115m Megayacht concept from Oceanco.
Everything in yacht design is relative to something else. The form of a bow is relative to the total length and weight of the vessel. It's also relative to the speed, the cost, the aesthetics, the windage, the motion in waves. To make judgements about the characteristics and the effectiveness of the bow form we need to understand its relationship to a myriad of other factors.
To clarify what I mean by "relative"; put two similar vessels side by side. Let's say they share the same length overall. Vessel one has the bow raked aft so its waterline is the full length of the vessel. Vessel two has a conventional or forward raked stem so it's waterline is shorter.
We can posit the argument that vessel one will have a lower displacement to length ratio (be more easily driven), will have less weight and windage and will pitch less because it carries its reserve buoyancy close to the waterline.
Vessel two has to pitch before its reserve buoyancy can take effect, and this motion can induce more pitching, having a negative impact on performance and comfort. It is also more susceptible to down force from waves because the deck is wider at the forward extremities. It might deflect more spray than the reverse bow but it might also might throw up a lot more spray due to the pitching action.
We've built these arguments on the premise that we can make judgements by comparing two vessels of the same length overall. But we could have chosen any number of other parameters to compare the two vessels. These might include the length of the waterline, the displacement, the displacement to length ratio, the speed to length ratio, the number of double cabins with en-suits, and so on…
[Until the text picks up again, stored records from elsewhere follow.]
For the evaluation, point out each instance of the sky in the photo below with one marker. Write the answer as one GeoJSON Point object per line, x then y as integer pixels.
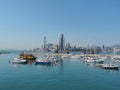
{"type": "Point", "coordinates": [24, 23]}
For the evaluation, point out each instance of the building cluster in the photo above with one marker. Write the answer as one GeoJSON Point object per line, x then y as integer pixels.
{"type": "Point", "coordinates": [64, 47]}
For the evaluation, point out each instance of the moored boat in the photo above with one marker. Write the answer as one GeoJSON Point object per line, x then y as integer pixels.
{"type": "Point", "coordinates": [110, 66]}
{"type": "Point", "coordinates": [19, 61]}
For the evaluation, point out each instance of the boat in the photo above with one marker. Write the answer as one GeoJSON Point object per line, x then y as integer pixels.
{"type": "Point", "coordinates": [110, 66]}
{"type": "Point", "coordinates": [19, 61]}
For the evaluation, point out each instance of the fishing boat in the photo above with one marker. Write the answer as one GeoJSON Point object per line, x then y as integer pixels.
{"type": "Point", "coordinates": [110, 66]}
{"type": "Point", "coordinates": [19, 61]}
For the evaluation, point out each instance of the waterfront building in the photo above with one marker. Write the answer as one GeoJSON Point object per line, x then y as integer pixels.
{"type": "Point", "coordinates": [62, 43]}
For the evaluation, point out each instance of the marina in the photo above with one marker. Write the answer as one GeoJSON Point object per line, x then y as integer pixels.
{"type": "Point", "coordinates": [76, 72]}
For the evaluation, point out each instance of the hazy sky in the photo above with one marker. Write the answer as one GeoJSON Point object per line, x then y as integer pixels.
{"type": "Point", "coordinates": [24, 23]}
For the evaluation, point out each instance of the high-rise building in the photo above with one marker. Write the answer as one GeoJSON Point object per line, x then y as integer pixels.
{"type": "Point", "coordinates": [44, 42]}
{"type": "Point", "coordinates": [62, 43]}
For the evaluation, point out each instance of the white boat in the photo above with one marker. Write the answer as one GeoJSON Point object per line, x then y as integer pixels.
{"type": "Point", "coordinates": [109, 66]}
{"type": "Point", "coordinates": [19, 61]}
{"type": "Point", "coordinates": [43, 61]}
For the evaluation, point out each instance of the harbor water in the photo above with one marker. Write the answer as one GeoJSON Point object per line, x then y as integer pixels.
{"type": "Point", "coordinates": [68, 74]}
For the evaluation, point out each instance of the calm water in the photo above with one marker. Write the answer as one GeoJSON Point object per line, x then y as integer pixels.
{"type": "Point", "coordinates": [67, 75]}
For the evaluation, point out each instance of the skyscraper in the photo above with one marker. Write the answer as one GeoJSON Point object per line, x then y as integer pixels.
{"type": "Point", "coordinates": [45, 42]}
{"type": "Point", "coordinates": [62, 43]}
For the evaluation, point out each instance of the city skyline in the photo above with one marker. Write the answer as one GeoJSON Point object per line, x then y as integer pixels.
{"type": "Point", "coordinates": [24, 23]}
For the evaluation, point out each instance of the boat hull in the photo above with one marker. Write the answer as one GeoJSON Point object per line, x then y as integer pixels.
{"type": "Point", "coordinates": [43, 63]}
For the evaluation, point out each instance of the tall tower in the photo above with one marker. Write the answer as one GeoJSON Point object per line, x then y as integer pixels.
{"type": "Point", "coordinates": [44, 42]}
{"type": "Point", "coordinates": [62, 43]}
If we switch to making the comparison by using another set of parameters, the outcomes will changed depending which parameter we've chosen.
To further illustrate the point let's take a hypothetical look at a yacht with a reverse bow and let's say it is 50' long overall. Are we looking at a 50' yacht that has had the deck line pared back at the bow to create a reverse bow, or are we looking at a 46' boat that had the bow extended at the waterline to create a fine entry and a longer waterline? It's not the right question. The metrics are not the point. The point is the relationships that we've created including the amount of buoyancy we have in the bow and the relationship of that buoyancy to the centre of gravity of teh vessel.
Reverse bows are not a fad. For planing hulls the arguments are different but for displacement hulls reverse bows are the state of the art in our technological quiver where performance is paramount. They can be beautiful and those that are will endure just as many of the classic sailing yachts of the past have endured for their beauty.
The important thing is not whether the bow points forward or aft, the important thing is whether all of the design features work cohesively in style and in function.